Numerical study of a Microwave Haemorrhagic Stroke Detector
Andreas Fhager, Stefan Candefjord, Mikael Persson
Electrical engineering, Chalmers University of Technology, Gothenburg, Sweden
Microwave systems constitute a novel technology that enables prehospital diagnostics of stroke and intracranial bleedings caused for example by trauma. The healthcare sector is in need of new innovations in both diagnostics and treatment of these diseases in order to further improve patient outcomes. Stroke and brain trauma are very common, they cause huge suffering among patients and are very costly for the society. Effective treatments exist that could benefit many patients. Treatment must however be preceded by diagnostics and a limitation of today’s healthcare is the delays in the diagnostics, which has to be made at hospitals with CT. As a result, many patients receive treatment either too late to be effective, or not at all.

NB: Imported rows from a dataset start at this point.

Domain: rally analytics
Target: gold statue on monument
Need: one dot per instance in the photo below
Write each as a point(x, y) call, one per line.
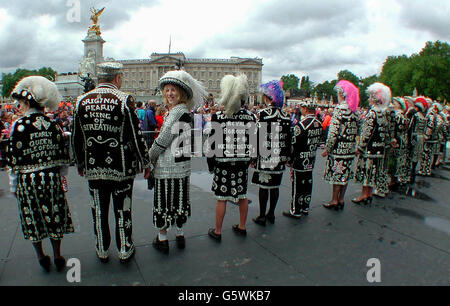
point(94, 17)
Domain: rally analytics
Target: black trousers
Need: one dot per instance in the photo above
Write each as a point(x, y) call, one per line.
point(121, 192)
point(301, 192)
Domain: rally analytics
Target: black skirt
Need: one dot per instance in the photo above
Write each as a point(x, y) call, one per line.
point(230, 181)
point(267, 179)
point(171, 202)
point(43, 209)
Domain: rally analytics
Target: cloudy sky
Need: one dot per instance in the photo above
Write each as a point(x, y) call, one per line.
point(317, 38)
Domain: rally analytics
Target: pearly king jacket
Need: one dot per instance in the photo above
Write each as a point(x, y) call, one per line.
point(341, 140)
point(107, 141)
point(36, 143)
point(172, 149)
point(307, 135)
point(374, 138)
point(281, 147)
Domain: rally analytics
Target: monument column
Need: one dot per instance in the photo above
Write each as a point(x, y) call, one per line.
point(93, 48)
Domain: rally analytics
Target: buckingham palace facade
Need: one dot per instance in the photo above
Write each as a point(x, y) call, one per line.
point(141, 76)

This is extremely unsatisfactory, since a treatment given in time often can be lifesaving and lead to improved recovery. Our research aims at developing a portable diagnostic system that can be used in ambulances and is capable of detecting intracranial bleedings. We have previously, with encouraging results, performed several smaller clinical studies to obtain proof-of-concept. Much investigation however remains to optimise the design of the system in order to maximise the performance. To assess the performance of a machine learning algorithm for detection a numerical study of the system has been conducted, simulating microwave measurements of stroke patients. The goal is to study the performance of the detection algorithm as a function of different design parameters of the system and the clinical studies, for example the number of patients included in the training data set. As a result of this numerical study we conclude that this approach is feasible, but that it may require a large patient group, up to one thousand stroke patients or more, for training the algorithm in order to reach high sensitivity and specificity levels.